I read on AppleInsider (although I must say that the article was very biased towards Apple so I don't know how credible this is) that the way the site is designed SSL isn't needed for security as there's enough security in the AJAX that the site uses.

 

[RevK]

It is worth noting that MobileMe LOGIN is encrypted using SSL. (https://auth.apple.com).

The only information that theoretically could be compromised is calendar, email, account settings, contacts.

 

[Darwin]

I just started using Mobile Me. Does this mean that you shouldn't have it set to automatically update in case you are in a hot spot?

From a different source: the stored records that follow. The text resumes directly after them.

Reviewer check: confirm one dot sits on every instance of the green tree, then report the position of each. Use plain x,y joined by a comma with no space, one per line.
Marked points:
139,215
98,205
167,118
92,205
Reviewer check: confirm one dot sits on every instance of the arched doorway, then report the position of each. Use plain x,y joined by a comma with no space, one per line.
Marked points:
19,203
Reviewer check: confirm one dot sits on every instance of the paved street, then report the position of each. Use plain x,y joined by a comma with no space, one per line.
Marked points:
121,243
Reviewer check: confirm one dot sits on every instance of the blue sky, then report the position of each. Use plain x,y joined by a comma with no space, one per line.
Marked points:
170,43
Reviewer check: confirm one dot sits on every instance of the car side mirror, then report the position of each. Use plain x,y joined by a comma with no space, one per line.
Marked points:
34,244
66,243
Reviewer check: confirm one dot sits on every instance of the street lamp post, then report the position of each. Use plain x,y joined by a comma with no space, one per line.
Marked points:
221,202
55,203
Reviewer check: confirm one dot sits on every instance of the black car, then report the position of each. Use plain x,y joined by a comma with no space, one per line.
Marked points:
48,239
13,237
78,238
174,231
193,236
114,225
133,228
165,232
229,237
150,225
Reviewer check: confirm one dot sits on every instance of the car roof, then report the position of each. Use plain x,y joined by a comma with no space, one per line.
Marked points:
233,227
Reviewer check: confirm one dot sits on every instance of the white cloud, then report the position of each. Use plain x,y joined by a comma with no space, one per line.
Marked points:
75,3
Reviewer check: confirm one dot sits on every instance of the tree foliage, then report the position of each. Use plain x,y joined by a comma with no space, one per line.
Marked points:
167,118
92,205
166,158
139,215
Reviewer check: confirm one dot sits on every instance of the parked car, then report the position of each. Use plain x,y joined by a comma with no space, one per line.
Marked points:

From what I've read it appears that it's only access to the Web applications at me.com which do not provide encryption. All the sync services from Mac, PC and iPhones are encrypted so you shouldn't have any worries there.

Just don't check your e-mail from the web browser.

 

[jc1350]

free public VPN

When I use an untrusted network (public wi-fi for example) I use the free VPN from http://www.hotspotshield.com/.

This a VPN I read about in a security article in Macworld Magazine (about 6 months ago).

This should help alleviate SOME of the fears (the connection from your laptop to hotspotshield is encrypted, so people on the same wi-fi network can't snoop your connection), but it doesn't fully address the lack of SSL (unencrypted from hotspotshield.com to me.com)

As for SSL itself: the server certificate is tied to the fully-qualified-host-name, not the IP address. You can also spend a lot of money to get a wildcard cert that is good for any host on the designated domain/sub-domain.

 

[Zengrok]

It is worth noting that MobileMe LOGIN is encrypted using SSL. (https://auth.apple.com).

The only information that theoretically could be compromised is calendar, email, account settings, contacts.

Account settings are secure: https://secure.me.com/account/

WiFi hotspots are dangerous for many reasons.